Kevin Borgolte, Princeton University

Abstract: 

Nowadays, security incidents have become a familiar "nuisance," and they regularly lead to the exposure of private and sensitive data. In practice, the root causes for such incidents are rarely complex attacks. Instead, they are enabled by simple misconfigurations, such as authentication not being required, or security updates not being installed. For example, the leak of over 140 million Americans' private data from Equifax's systems is among most severe misconfigurations in recent history: The underlying vulnerability was long known, and a security patch had been available for months, but it was never applied. Ultimately, Equifax blamed an employee for forgetting to update the affected system, highlighting his personal responsibility.

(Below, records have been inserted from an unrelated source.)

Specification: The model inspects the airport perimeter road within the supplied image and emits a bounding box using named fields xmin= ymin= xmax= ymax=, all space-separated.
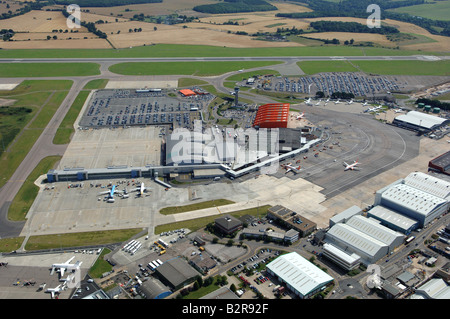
xmin=0 ymin=55 xmax=450 ymax=64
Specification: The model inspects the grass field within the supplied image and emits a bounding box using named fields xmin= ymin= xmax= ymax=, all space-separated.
xmin=8 ymin=156 xmax=61 ymax=221
xmin=53 ymin=91 xmax=90 ymax=144
xmin=25 ymin=228 xmax=142 ymax=251
xmin=109 ymin=61 xmax=281 ymax=76
xmin=0 ymin=63 xmax=100 ymax=78
xmin=159 ymin=199 xmax=234 ymax=215
xmin=352 ymin=60 xmax=450 ymax=76
xmin=0 ymin=80 xmax=73 ymax=187
xmin=0 ymin=44 xmax=439 ymax=58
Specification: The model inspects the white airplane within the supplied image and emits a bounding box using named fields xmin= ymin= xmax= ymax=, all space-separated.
xmin=281 ymin=163 xmax=301 ymax=174
xmin=297 ymin=112 xmax=305 ymax=120
xmin=344 ymin=161 xmax=359 ymax=171
xmin=50 ymin=256 xmax=83 ymax=277
xmin=131 ymin=183 xmax=150 ymax=196
xmin=99 ymin=185 xmax=122 ymax=203
xmin=45 ymin=284 xmax=65 ymax=299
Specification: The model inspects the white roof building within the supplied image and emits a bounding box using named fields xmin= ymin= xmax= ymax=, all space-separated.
xmin=410 ymin=279 xmax=450 ymax=299
xmin=267 ymin=252 xmax=333 ymax=298
xmin=394 ymin=111 xmax=448 ymax=130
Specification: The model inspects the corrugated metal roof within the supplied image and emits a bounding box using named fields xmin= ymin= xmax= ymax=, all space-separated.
xmin=267 ymin=252 xmax=333 ymax=296
xmin=367 ymin=205 xmax=417 ymax=230
xmin=405 ymin=172 xmax=450 ymax=198
xmin=395 ymin=111 xmax=447 ymax=129
xmin=346 ymin=215 xmax=403 ymax=245
xmin=327 ymin=224 xmax=387 ymax=257
xmin=381 ymin=184 xmax=446 ymax=216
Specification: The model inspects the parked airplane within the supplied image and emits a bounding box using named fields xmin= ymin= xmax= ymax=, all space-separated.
xmin=344 ymin=161 xmax=359 ymax=171
xmin=45 ymin=284 xmax=64 ymax=299
xmin=99 ymin=185 xmax=122 ymax=203
xmin=50 ymin=256 xmax=83 ymax=277
xmin=297 ymin=112 xmax=305 ymax=120
xmin=281 ymin=163 xmax=301 ymax=174
xmin=131 ymin=183 xmax=150 ymax=196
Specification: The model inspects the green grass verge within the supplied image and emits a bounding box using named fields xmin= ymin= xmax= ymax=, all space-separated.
xmin=53 ymin=91 xmax=90 ymax=144
xmin=89 ymin=248 xmax=112 ymax=278
xmin=25 ymin=228 xmax=142 ymax=251
xmin=109 ymin=61 xmax=282 ymax=76
xmin=159 ymin=199 xmax=234 ymax=215
xmin=8 ymin=156 xmax=61 ymax=221
xmin=352 ymin=60 xmax=450 ymax=76
xmin=0 ymin=44 xmax=436 ymax=58
xmin=155 ymin=205 xmax=271 ymax=234
xmin=0 ymin=63 xmax=100 ymax=78
xmin=0 ymin=237 xmax=25 ymax=253
xmin=83 ymin=79 xmax=109 ymax=90
xmin=0 ymin=80 xmax=73 ymax=187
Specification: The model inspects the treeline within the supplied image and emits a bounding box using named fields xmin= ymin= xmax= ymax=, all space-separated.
xmin=0 ymin=0 xmax=48 ymax=20
xmin=276 ymin=0 xmax=450 ymax=36
xmin=310 ymin=21 xmax=399 ymax=34
xmin=193 ymin=0 xmax=277 ymax=14
xmin=55 ymin=0 xmax=163 ymax=7
xmin=62 ymin=10 xmax=108 ymax=39
xmin=416 ymin=98 xmax=450 ymax=111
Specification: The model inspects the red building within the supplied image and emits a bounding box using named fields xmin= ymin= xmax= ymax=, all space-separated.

In this talk, we investigate the operators' perspective on security misconfigurations to approach the human component of these security issues. We focus on system operators, because they are, ultimately, the ones being made responsible for the misconfigurations. Yet, they might not actually be a security issue's root cause, but other organizational factors might have led to it. We provide an analysis of system operators' perspective on security misconfigurations, and we determine the factors that operators perceive as the root causes. Finally, based on our findings, we provide practical recommendations on how to reduce security misconfigurations' frequency and impact.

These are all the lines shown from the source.